Amelie Gyrard, Pankesh Patel, Soumya Kanti Datta, Maria Maleshkova and Muhammad Intizar Ali
An ever growing interest and wide adoption of Internet of Things (IoT) technologies is unleashing a true potential of designing a broad range of advanced consumer applications. Smart cities, smart buildings and e-health are among various application domains, which are benefiting from IoT technologies. Diversity, dynamicity and heterogeneity of IoT devices, networks and data are among major challenges hindering the wide adoption of IoT technologies. Semantic web technologies (SWT) have been effectively used in various domains, in particular to address the heterogeneity aspect. SWT allows (i) easing the IoT data representation \& management, (ii) deducing new knowledge to build smart applications and (iii) maintaining interoperability at IoT data processing level. We will familiarize our audience with the “evolution” of IoT to Web of things (WoT), which is based on existing Web standards. The combining of Semantic web technologies and Web of Things paves the way for the Semantic Web of Things. This tutorial will introduce the building blocks of the IoT and WoT that enable rapid development of semantic Web of Things applications. Towards that goal, the tutorial will also demonstrate how semantic web technologies are employed for semantic annotation and reasoning on the IoT data to build interoperable applications. One key aspect is helping IoT developers in dealing with semantic web technologies by reducing the learning curve as much as possible. We will showcase real-world use case scenarios which are designed using semantically enabled IoT frameworks (e.g. HIGHTS, CityPulse, FIESTA-IoT).
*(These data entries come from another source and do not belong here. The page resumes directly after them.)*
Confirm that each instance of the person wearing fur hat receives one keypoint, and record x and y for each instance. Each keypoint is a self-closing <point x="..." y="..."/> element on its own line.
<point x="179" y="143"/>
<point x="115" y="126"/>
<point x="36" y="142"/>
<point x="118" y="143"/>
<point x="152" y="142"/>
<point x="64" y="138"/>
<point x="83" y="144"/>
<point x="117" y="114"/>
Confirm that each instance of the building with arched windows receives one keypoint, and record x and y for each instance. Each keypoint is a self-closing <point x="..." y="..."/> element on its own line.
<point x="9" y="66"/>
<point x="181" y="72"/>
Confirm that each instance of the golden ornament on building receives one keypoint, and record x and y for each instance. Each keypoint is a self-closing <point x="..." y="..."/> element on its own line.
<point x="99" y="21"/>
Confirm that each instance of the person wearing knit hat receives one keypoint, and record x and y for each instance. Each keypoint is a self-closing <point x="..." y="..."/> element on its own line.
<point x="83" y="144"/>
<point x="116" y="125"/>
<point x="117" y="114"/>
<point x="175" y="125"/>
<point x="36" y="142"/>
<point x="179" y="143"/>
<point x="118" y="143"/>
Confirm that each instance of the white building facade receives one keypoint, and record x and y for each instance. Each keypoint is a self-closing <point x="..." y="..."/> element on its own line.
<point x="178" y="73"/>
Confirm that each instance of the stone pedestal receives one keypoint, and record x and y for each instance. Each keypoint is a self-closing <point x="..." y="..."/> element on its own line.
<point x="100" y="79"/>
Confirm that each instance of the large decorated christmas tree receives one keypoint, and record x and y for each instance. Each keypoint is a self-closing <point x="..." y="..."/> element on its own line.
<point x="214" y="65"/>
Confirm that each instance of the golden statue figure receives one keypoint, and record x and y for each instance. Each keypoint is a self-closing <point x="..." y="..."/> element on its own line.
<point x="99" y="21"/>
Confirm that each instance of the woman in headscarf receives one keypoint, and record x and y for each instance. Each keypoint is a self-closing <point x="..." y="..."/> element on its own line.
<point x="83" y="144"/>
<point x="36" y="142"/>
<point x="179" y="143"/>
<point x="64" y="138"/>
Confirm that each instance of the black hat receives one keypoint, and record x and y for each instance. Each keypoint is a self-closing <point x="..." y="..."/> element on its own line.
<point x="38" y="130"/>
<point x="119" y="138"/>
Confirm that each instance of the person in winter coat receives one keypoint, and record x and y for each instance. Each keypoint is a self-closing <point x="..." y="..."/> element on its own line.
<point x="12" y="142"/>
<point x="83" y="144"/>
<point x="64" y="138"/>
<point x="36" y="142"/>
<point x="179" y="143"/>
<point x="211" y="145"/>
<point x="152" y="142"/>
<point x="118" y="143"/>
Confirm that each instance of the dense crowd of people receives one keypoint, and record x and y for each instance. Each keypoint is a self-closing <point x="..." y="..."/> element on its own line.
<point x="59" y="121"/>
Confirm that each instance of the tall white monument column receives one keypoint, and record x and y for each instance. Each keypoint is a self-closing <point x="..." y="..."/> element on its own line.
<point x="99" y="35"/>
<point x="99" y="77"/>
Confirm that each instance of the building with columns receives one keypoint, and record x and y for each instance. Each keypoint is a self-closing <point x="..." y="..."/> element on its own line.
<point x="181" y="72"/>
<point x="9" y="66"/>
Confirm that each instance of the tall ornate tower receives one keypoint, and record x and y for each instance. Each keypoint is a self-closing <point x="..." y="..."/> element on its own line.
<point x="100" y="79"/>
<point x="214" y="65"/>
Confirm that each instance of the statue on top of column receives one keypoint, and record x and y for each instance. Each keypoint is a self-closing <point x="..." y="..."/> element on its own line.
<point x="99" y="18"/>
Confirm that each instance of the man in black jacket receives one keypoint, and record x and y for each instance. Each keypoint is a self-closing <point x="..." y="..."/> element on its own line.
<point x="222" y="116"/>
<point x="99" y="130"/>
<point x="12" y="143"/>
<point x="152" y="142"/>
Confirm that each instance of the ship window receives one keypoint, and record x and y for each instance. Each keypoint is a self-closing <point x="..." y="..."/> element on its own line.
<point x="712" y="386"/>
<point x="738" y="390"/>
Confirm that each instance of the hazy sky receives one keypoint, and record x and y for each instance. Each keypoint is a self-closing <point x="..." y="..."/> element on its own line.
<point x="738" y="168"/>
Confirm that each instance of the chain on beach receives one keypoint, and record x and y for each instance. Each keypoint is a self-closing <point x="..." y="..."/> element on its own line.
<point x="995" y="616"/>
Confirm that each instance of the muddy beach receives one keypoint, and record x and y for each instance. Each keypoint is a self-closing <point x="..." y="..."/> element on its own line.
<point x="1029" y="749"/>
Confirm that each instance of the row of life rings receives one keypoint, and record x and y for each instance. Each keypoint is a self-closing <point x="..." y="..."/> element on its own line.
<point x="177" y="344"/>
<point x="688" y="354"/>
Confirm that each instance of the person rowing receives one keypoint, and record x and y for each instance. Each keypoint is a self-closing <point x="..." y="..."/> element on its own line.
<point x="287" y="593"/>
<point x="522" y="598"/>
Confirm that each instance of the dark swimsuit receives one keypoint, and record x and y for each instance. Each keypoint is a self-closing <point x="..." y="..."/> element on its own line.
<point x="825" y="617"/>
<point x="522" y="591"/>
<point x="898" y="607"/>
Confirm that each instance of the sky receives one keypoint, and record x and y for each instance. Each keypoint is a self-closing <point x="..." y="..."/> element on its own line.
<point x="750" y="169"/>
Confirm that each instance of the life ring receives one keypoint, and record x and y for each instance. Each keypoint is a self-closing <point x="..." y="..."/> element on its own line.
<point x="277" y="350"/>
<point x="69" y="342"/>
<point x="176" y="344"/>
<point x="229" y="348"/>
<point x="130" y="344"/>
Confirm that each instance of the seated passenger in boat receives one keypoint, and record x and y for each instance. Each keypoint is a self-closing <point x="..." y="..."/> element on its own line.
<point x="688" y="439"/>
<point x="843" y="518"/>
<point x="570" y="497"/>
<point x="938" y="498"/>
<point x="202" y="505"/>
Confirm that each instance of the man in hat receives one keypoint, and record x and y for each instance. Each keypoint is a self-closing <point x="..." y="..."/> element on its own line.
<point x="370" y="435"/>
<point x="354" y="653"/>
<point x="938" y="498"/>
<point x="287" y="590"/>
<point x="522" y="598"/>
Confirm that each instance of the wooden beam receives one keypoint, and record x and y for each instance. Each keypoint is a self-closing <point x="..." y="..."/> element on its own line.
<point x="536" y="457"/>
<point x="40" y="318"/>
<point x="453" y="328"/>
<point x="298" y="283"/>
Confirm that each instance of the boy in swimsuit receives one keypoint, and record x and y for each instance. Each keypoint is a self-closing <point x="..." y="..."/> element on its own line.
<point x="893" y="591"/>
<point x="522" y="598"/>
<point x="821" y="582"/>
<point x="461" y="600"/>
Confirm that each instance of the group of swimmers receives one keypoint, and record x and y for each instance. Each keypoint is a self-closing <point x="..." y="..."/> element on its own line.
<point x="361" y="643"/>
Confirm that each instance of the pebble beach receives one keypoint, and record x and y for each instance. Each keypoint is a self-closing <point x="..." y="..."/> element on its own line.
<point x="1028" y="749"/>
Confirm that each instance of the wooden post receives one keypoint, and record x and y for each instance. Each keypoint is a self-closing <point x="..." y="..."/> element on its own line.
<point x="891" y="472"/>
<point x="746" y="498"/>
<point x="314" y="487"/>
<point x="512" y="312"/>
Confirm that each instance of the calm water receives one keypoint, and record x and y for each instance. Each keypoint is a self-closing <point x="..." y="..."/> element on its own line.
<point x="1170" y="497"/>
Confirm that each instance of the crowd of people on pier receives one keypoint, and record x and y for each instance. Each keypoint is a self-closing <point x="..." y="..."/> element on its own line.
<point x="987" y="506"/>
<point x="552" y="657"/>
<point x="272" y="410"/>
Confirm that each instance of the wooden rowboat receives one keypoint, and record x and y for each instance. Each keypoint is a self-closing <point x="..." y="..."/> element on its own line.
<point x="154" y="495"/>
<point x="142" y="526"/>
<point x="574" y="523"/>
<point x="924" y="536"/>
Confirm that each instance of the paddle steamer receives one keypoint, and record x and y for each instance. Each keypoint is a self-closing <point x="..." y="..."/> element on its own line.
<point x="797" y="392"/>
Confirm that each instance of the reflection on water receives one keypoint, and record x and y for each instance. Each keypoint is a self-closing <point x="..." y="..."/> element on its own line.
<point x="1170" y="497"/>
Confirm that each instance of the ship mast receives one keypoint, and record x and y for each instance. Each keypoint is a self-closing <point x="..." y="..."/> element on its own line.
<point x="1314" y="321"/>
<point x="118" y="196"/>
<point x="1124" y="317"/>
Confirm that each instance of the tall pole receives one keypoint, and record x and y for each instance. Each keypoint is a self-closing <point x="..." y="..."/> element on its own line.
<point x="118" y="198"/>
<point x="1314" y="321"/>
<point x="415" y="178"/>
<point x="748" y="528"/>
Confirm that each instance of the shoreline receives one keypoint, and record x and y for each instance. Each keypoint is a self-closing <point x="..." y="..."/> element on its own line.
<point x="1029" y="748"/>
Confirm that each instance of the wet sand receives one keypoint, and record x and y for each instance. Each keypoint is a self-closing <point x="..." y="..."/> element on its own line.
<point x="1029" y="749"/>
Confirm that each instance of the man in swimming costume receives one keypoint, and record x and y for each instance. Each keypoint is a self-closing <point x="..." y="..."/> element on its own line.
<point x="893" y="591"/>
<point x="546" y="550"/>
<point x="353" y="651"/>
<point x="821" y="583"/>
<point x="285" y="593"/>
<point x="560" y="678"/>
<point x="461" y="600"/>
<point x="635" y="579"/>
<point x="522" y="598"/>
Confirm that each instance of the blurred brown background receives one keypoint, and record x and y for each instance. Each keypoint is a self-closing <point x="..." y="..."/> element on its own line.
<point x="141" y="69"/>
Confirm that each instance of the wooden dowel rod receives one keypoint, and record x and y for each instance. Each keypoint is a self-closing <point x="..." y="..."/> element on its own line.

Manolis Koubarakis and Konstantina Bereta
The web of data has recently been populated with linked geospatial data as various geospatial data sources have been transformed into RDF and added to the linked data cloud (e.g., Geonames, Open Street Map, CORINE land cover etc.). Therefore, it is important to study how to represent geospatial data in RDF and how to query it using SPARQL. Researchers from the areas of Semantic Web and Linked Data have studied theses problems recently. The results of this research has been the development of geospatial extensions of RDF and SPARQL, and the implementation of geospatial RDF stores. In this tutorial, we present a comparative survey of current research in this area and point to directions for future work.